Por Otávio Marchesini, Espresso Italia
Em noite de contrastes no gelo de Assago, a seleção italiana confirmou presença na final do short track no revezamento feminino dos Jogos Olímpicos de Milano Cortina 2026, enquanto a equipe masculina foi eliminada na prova dos 1500 metros. A leitura deste dia exige não apenas a descrição dos resultados, mas a contextualização do que esses episódios dizem sobre a tradição e o futuro do esporte italiano.
No feminino, a formação com Elisa Confortola, Chiara Betti, Arianna Sighele e Arianna Fontana terminou a semifinal em segundo lugar, com o tempo de 4’06″550, atrás da Holanda liderada pelas irmãs Velzeboer (4’06″299). O resultado garante às italianas uma vaga na final do revezamento, marcada para quarta-feira, 18 de fevereiro. Mais que um avanço competitivo, trata-se de um sinal de continuidade: o revezamento feminino italiano volta a ocupar espaço em uma prova que exige coordenação, profundidade de elenco e nervos de aço — atributos que o país cultiva historicamente em modalidades coletivas menores.
Na prova individual, o dia teve desdobramentos menos felizes. Nos 1500 metros, os homens não chegaram à última fase. Pietro Sighel caiu nos quartos de final após um contato com o patinador ucraniano Handei. Já nas semifinais, Thomas Nadalini e Luca Spechenhauser foram eliminados. Nadalini ainda sofreu desclassificação: segundo os juízes, sua trajetória teria prejudicado o canadense Dubois, que foi depois admitido de ofício na Final A. Esses episódios evidenciam a margem tênue entre agressividade técnica e penalização — uma fronteira que define carreiras e memórias olímpicas.
Ainda no feminino, Arianna Fontana avançou aos quartos de final dos 1000 metros ao vencer sua bateria em 1’30″638. Fontana, que soma uma trajetória compatível com a grandeza do esporte italiano, igualou nesta edição o recorde de medalhas olímpicas (13) do esgrimista Edoardo Mangiarotti. A coincidência não é apenas estatística: lembra-nos que a produção de lendas vem de processos longos, de clubes, famílias e de uma cultura esportiva que transforma atletas em símbolos coletivos.
Em outro polo de inverno, mas indissociável no mosaico olímpico italiano, a fundista Martina Di Centa anunciou que se aposentará do alto nível ao término da temporada. Aos 25 anos, natural de Tolmezzo, Di Centa integrou a equipe que terminou em sexto lugar no revezamento 4×7,5 km. Filha de Giorgio Di Centa, campeão olímpico em Turim 2006, e sobrinha de Manuela Di Centa, ela encerra uma trajetória marcada por herança familiar e escolhas pessoais: comunicou sua decisão antes dos Jogos à família, ao Centro Sportivo Carabinieri e à federação, e prometer revelar em breve os motivos que a levaram ao corte final da sua carreira.

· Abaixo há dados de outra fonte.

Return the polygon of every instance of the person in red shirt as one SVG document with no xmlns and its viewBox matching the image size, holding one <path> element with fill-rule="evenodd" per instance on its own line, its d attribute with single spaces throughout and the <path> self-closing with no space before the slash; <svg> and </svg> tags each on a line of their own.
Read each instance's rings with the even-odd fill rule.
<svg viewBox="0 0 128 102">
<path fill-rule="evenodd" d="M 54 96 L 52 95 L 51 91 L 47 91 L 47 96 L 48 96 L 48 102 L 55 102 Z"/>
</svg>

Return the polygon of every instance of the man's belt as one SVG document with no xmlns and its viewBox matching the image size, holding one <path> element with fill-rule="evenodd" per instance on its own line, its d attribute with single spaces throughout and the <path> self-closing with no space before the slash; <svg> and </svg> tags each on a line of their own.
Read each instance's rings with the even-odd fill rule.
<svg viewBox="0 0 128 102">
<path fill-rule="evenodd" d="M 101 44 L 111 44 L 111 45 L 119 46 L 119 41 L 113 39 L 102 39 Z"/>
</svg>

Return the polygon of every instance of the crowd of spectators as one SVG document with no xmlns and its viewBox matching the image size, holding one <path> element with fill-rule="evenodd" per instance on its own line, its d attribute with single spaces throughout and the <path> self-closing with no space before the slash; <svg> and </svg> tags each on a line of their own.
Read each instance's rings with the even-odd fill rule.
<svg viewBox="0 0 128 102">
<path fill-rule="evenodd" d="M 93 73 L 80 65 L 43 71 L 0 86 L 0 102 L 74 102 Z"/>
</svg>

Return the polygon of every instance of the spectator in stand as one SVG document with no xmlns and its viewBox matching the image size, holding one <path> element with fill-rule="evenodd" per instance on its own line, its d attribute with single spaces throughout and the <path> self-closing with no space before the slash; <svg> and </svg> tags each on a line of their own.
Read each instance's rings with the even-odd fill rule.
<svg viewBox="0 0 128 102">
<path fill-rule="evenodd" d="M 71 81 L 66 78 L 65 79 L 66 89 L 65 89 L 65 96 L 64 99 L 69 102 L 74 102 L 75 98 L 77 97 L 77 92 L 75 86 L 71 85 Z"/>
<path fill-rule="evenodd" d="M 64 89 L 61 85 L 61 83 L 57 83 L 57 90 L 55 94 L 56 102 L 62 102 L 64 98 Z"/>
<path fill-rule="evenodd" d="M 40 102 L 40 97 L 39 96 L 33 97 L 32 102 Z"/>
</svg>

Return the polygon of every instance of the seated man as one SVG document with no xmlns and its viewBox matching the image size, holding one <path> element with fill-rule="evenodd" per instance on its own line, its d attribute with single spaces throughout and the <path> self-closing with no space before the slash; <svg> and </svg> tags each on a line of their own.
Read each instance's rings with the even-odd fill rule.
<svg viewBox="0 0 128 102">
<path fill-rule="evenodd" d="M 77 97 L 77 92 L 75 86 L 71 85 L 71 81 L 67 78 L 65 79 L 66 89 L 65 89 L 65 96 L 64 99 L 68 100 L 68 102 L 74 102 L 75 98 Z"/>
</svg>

O balanço do dia é, portanto, ambivalente. Há energia e sinais de renovação no short track feminino, ao mesmo tempo em que as quedas, desclassificações e despedidas lembram a dureza do contexto esportivo moderno. Para a Itália, são resultados que pesam tanto no quadro de medalhas quanto na narrativa coletiva: cada avanço e cada perda reconfiguram as memórias que o país guardará desta edição olímpica.